The newspaper quoted Alkhazurovo residents as saying that the rebels’ first victim was Sultan Sugaipov, who worked in a rural unit of the police. “Seeing a group of armed people dressed in civilian clothes sitting around a bonfire on the edge of the village, the policeman went up to them, showed his work ID and began to ask who they were.” Kommersant reported. “In response, one of the militants shot him right in the forehead.” The rebels also killed a local inhabitant who mistakenly thought the rebel fighters were government soldiers and showed them his ID as a driver for the Shatoi military prosecutor’s office. The rebels killed four other policemen. One local civilian was killed during the seizure of the village and three others—a woman and two children—were wounded. According to Kommersant, the militants left the village after three hours.

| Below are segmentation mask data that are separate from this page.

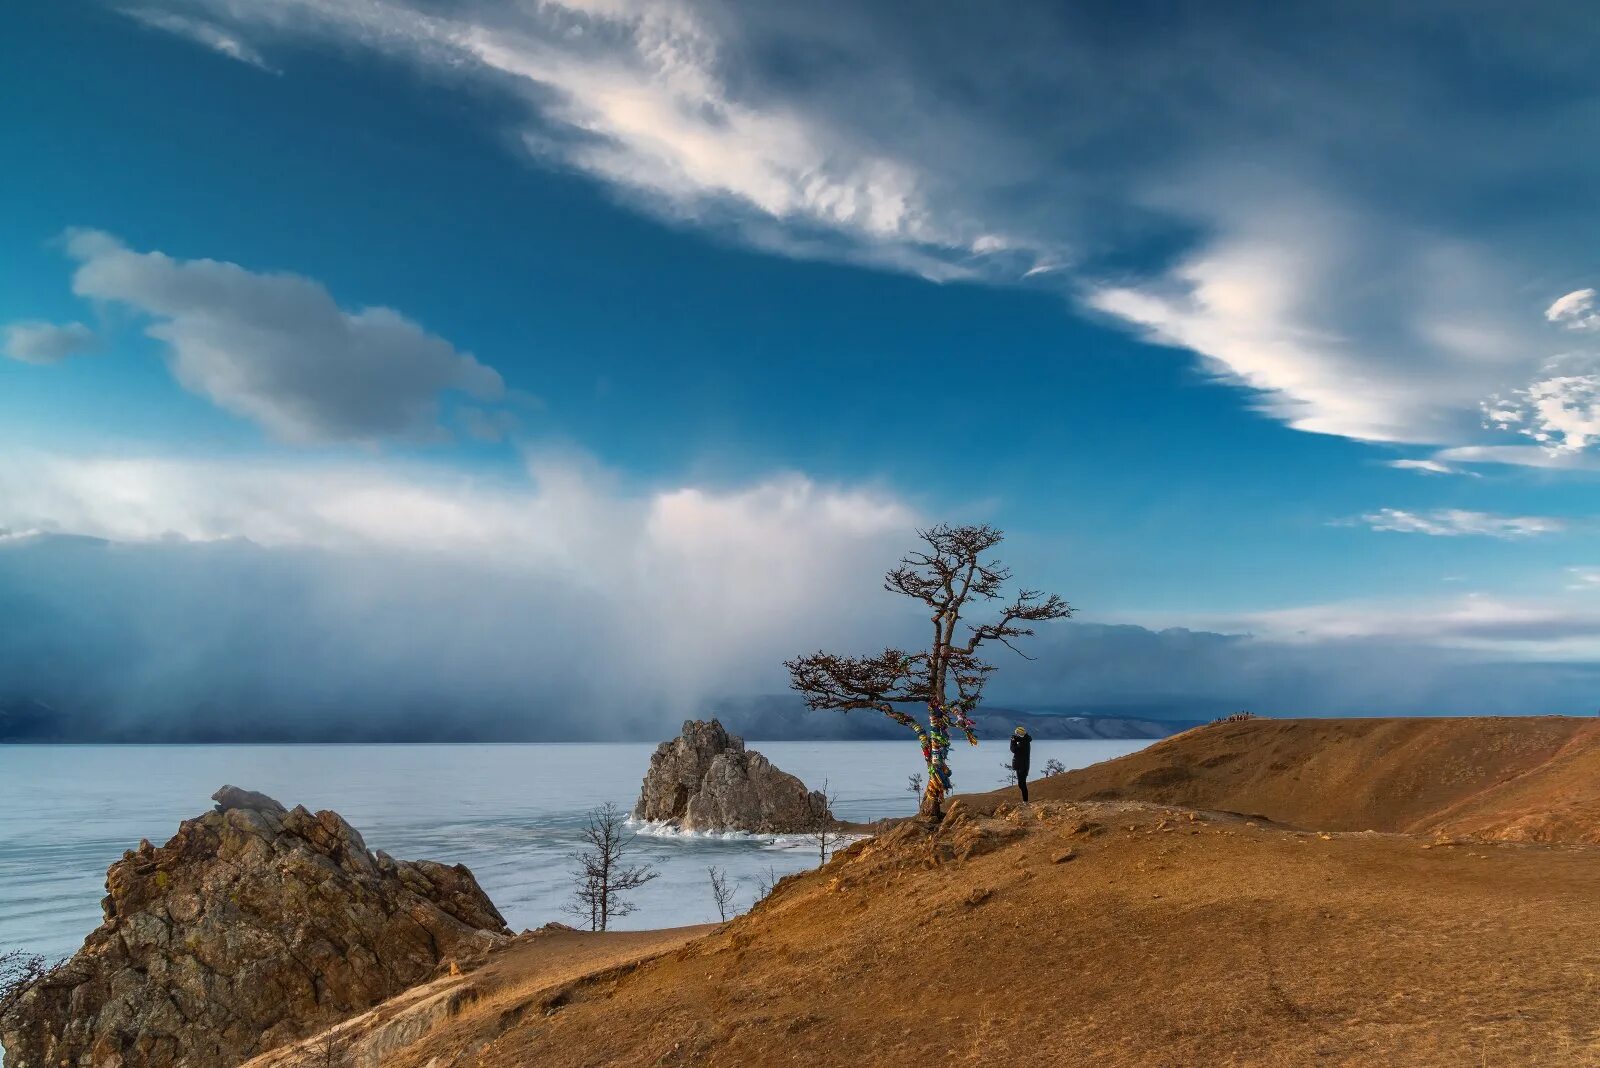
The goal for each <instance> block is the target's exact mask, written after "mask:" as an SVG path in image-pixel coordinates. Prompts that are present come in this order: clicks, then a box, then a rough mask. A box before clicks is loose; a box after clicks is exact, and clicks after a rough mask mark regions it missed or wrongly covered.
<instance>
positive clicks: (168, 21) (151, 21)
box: [123, 8, 277, 74]
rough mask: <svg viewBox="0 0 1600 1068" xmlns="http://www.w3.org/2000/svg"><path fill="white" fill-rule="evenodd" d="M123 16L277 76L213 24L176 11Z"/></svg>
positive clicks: (219, 27)
mask: <svg viewBox="0 0 1600 1068" xmlns="http://www.w3.org/2000/svg"><path fill="white" fill-rule="evenodd" d="M123 14H126V16H128V18H131V19H136V21H139V22H142V24H146V26H149V27H150V29H157V30H162V32H165V34H173V35H176V37H182V38H187V40H192V42H194V43H197V45H202V46H205V48H210V50H211V51H214V53H218V54H222V56H227V58H229V59H235V61H238V62H243V64H250V66H251V67H258V69H261V70H266V72H269V74H277V70H275V69H274V67H272V66H270V64H269V62H267V61H266V58H262V54H261V53H258V51H256V50H254V48H251V46H250V45H246V43H245V42H243V40H242V38H240V37H238V35H237V34H232V32H229V30H226V29H222V27H221V26H218V24H216V22H208V21H206V19H198V18H190V16H187V14H178V13H176V11H162V10H157V8H125V10H123Z"/></svg>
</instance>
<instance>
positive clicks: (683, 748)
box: [634, 719, 834, 835]
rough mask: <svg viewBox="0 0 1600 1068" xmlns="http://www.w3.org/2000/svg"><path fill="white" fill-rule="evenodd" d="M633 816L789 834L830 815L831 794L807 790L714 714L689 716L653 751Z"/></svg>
mask: <svg viewBox="0 0 1600 1068" xmlns="http://www.w3.org/2000/svg"><path fill="white" fill-rule="evenodd" d="M634 819H642V820H664V822H670V823H677V825H678V827H682V828H683V830H691V831H730V830H736V831H755V833H766V835H784V833H798V831H808V830H814V828H816V827H818V825H819V823H832V822H834V815H832V812H829V811H827V799H826V798H824V796H822V795H821V793H819V791H816V790H806V787H805V783H803V782H800V780H798V779H795V777H794V775H790V774H787V772H782V771H779V769H778V767H774V766H773V763H771V761H770V759H766V758H765V756H762V755H760V753H755V751H750V750H746V748H744V739H741V737H738V735H733V734H728V732H726V731H725V729H723V726H722V724H720V723H717V721H715V719H710V721H704V719H690V721H685V724H683V734H680V735H678V737H675V739H672V740H670V742H662V743H661V745H659V747H656V753H654V755H653V756H651V758H650V771H648V772H646V774H645V783H643V788H642V790H640V793H638V804H637V806H634Z"/></svg>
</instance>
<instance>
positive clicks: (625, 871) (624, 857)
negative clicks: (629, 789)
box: [562, 801, 659, 931]
mask: <svg viewBox="0 0 1600 1068" xmlns="http://www.w3.org/2000/svg"><path fill="white" fill-rule="evenodd" d="M581 838H582V839H584V843H587V849H579V851H576V852H573V854H571V860H573V863H574V865H578V868H576V871H574V873H573V900H570V902H568V903H566V905H562V910H563V911H565V913H568V915H570V916H578V918H579V919H584V921H587V923H589V929H590V931H605V929H606V927H608V926H610V923H611V921H613V919H616V918H621V916H627V915H629V913H632V911H634V910H635V908H637V905H634V903H632V902H630V900H627V899H626V897H624V895H626V894H629V892H632V891H637V889H638V887H642V886H645V884H646V883H650V881H651V879H654V878H656V876H658V875H659V873H658V871H656V870H654V868H653V867H650V865H648V863H626V860H627V857H629V855H630V854H632V852H634V846H635V835H630V833H627V827H626V817H624V815H622V811H621V809H618V807H616V806H614V804H611V803H610V801H606V803H605V804H603V806H600V807H598V809H590V811H589V820H587V823H584V830H582V835H581Z"/></svg>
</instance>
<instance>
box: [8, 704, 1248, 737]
mask: <svg viewBox="0 0 1600 1068" xmlns="http://www.w3.org/2000/svg"><path fill="white" fill-rule="evenodd" d="M1229 711H1234V710H1229ZM1216 715H1219V713H1218V711H1214V710H1210V708H1197V710H1194V711H1190V713H1189V715H1171V710H1168V708H1152V710H1149V711H1146V710H1144V708H1096V710H1085V708H1075V707H1072V708H1069V707H1058V708H1027V710H1022V708H1006V707H989V705H982V707H979V710H978V716H976V719H978V726H979V734H981V735H982V737H1003V735H1008V734H1011V729H1013V727H1016V726H1018V724H1019V723H1021V724H1026V726H1027V729H1029V731H1030V732H1032V734H1034V737H1038V739H1160V737H1166V735H1168V734H1174V732H1176V731H1182V729H1186V727H1190V726H1194V724H1195V723H1202V721H1206V719H1213V718H1216ZM710 716H715V718H718V719H722V723H723V724H725V726H726V727H728V729H730V731H733V732H734V734H738V735H741V737H746V739H755V740H779V742H781V740H813V739H821V740H869V739H904V737H907V731H906V727H902V726H899V724H898V723H893V721H891V719H888V718H885V716H882V715H877V713H870V711H854V713H850V715H843V713H830V711H829V713H824V711H806V708H805V705H803V703H802V702H800V699H798V697H795V695H794V694H765V695H750V697H738V699H722V700H709V702H704V703H702V705H699V707H694V708H688V710H685V713H683V715H682V716H670V715H667V713H666V711H662V713H656V715H650V716H635V718H622V716H602V715H565V716H549V715H538V716H536V715H530V711H528V710H526V708H504V707H488V705H485V707H462V708H448V710H443V708H440V707H438V705H437V703H432V702H418V703H416V705H413V707H402V708H395V707H387V708H378V710H371V708H294V710H258V708H248V707H234V705H229V707H221V708H219V707H205V708H190V710H181V711H173V713H166V715H162V716H139V718H133V716H126V718H125V716H117V715H104V713H98V711H96V710H91V708H77V707H59V705H56V703H53V702H45V700H37V699H32V697H11V699H3V697H0V743H5V742H10V743H21V742H38V743H45V742H56V743H78V742H94V743H272V742H608V740H613V742H659V740H662V739H666V737H670V735H672V734H675V732H677V727H678V724H680V723H682V719H685V718H710Z"/></svg>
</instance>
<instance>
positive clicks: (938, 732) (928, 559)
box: [784, 523, 1072, 817]
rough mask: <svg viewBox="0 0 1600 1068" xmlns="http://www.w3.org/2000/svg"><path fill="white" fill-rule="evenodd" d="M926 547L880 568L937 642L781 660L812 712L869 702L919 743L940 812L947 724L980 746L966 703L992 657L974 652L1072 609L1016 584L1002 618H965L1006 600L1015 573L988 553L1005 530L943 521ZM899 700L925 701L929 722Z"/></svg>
mask: <svg viewBox="0 0 1600 1068" xmlns="http://www.w3.org/2000/svg"><path fill="white" fill-rule="evenodd" d="M917 534H918V536H920V537H922V540H923V544H925V545H926V547H925V548H922V550H917V552H912V553H907V555H906V556H902V558H901V563H899V566H898V568H894V569H893V571H890V572H888V574H886V576H883V588H885V590H888V592H890V593H899V595H902V596H909V598H912V600H914V601H922V603H923V604H925V606H926V608H928V609H930V611H931V616H930V620H931V622H933V641H931V644H930V646H928V649H925V651H922V652H907V651H904V649H894V648H890V649H885V651H883V652H880V654H874V656H862V657H850V656H838V654H834V652H813V654H810V656H803V657H797V659H794V660H787V662H786V664H784V667H787V668H789V679H790V686H794V687H795V689H797V691H800V692H802V694H803V695H805V703H806V708H811V710H813V711H819V710H832V711H845V713H848V711H853V710H856V708H872V710H875V711H882V713H883V715H885V716H888V718H890V719H894V721H896V723H899V724H902V726H906V727H909V729H910V731H914V732H915V734H917V740H918V742H920V743H922V756H923V759H925V761H926V763H928V785H926V788H925V791H923V799H922V807H923V812H926V814H928V815H930V817H939V815H942V809H941V803H942V801H944V795H946V793H949V790H950V761H949V756H950V727H952V726H955V727H958V729H960V731H962V732H963V734H965V735H966V740H968V742H970V743H973V745H978V734H976V732H974V731H976V724H974V723H973V718H971V711H973V708H976V707H978V702H979V699H981V697H982V689H984V683H986V681H987V679H989V673H990V671H994V665H992V664H989V662H986V660H984V659H982V657H979V656H978V651H979V649H981V648H982V646H984V644H987V643H990V641H998V643H1000V644H1003V646H1006V648H1010V649H1013V651H1016V646H1013V644H1011V643H1013V641H1014V640H1018V638H1027V636H1030V635H1032V633H1034V628H1032V625H1034V624H1042V622H1048V620H1053V619H1066V617H1069V616H1072V608H1070V606H1069V604H1067V603H1066V601H1062V600H1061V598H1059V596H1056V595H1054V593H1048V595H1046V593H1043V592H1040V590H1026V588H1024V590H1018V593H1016V596H1014V598H1013V600H1011V601H1008V603H1006V604H1005V608H1002V609H998V619H995V620H992V622H986V624H978V625H971V624H966V630H965V633H960V635H958V633H957V628H958V627H962V616H963V614H965V612H966V611H968V609H970V608H971V606H974V604H986V603H990V601H998V600H1002V595H1003V590H1005V587H1006V584H1008V582H1010V580H1011V571H1010V569H1006V568H1003V566H1002V564H1000V561H997V560H987V558H986V556H987V553H989V550H990V548H994V547H995V545H998V544H1000V542H1002V540H1005V534H1002V532H1000V531H997V529H994V528H990V526H949V524H942V523H941V524H939V526H934V528H931V529H926V531H917ZM901 705H923V707H926V710H928V726H926V727H923V726H922V724H920V723H918V721H917V716H914V715H912V713H909V711H906V710H904V708H902V707H901Z"/></svg>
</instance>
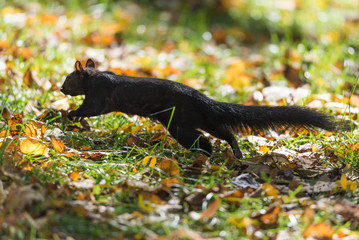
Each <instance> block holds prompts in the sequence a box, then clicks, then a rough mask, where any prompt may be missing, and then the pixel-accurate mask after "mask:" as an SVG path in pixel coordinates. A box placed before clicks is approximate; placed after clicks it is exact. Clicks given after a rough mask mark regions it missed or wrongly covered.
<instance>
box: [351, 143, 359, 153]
mask: <svg viewBox="0 0 359 240" xmlns="http://www.w3.org/2000/svg"><path fill="white" fill-rule="evenodd" d="M357 149H359V143H355V144H353V145H351V146H350V151H351V152H354V151H355V150H357Z"/></svg>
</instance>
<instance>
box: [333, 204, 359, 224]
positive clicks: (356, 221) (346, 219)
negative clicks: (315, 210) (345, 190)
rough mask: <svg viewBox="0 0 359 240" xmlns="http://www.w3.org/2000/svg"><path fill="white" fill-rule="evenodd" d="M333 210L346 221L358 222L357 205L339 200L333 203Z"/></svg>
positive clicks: (357, 213)
mask: <svg viewBox="0 0 359 240" xmlns="http://www.w3.org/2000/svg"><path fill="white" fill-rule="evenodd" d="M333 211H334V212H335V213H336V214H340V215H341V216H342V217H343V218H344V219H345V220H347V221H352V223H353V222H354V221H356V222H358V220H359V206H357V205H355V204H351V203H348V202H345V201H343V202H339V203H336V204H335V205H334V208H333Z"/></svg>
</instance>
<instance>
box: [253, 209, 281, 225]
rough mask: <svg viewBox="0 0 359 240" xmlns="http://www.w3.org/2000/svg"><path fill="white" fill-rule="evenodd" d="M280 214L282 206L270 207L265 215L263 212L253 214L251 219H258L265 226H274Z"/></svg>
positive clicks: (257, 219) (276, 222) (265, 210)
mask: <svg viewBox="0 0 359 240" xmlns="http://www.w3.org/2000/svg"><path fill="white" fill-rule="evenodd" d="M279 212H280V205H279V204H276V205H272V206H270V207H269V208H268V209H266V210H265V211H264V212H263V213H262V211H260V212H259V213H256V214H252V216H251V218H252V219H257V220H259V221H260V222H261V223H263V224H265V225H272V224H275V223H277V220H278V214H279Z"/></svg>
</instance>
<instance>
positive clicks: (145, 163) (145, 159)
mask: <svg viewBox="0 0 359 240" xmlns="http://www.w3.org/2000/svg"><path fill="white" fill-rule="evenodd" d="M150 159H151V156H147V157H145V158H144V159H143V160H142V164H143V165H146V164H147V163H148V161H149V160H150Z"/></svg>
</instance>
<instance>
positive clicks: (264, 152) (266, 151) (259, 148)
mask: <svg viewBox="0 0 359 240" xmlns="http://www.w3.org/2000/svg"><path fill="white" fill-rule="evenodd" d="M259 151H261V152H263V153H268V152H269V147H268V146H267V145H262V146H260V148H259Z"/></svg>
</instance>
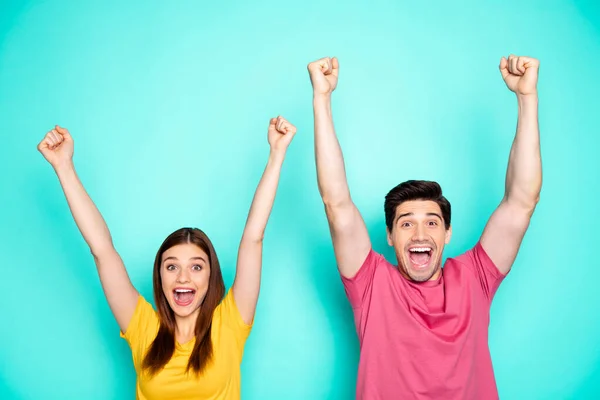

Law-enforcement officials claimed that security forces killed at least eight of the militants who occupied Alkhazurovo. The head of the Chechen presidential administration’s department for cooperation with law-enforcement and power structures, Akhmed Dakaev, announced that the bodies of three rebel raiders had been found and that the bodies of the other rebels killed by security forces were probably in the woods near the village.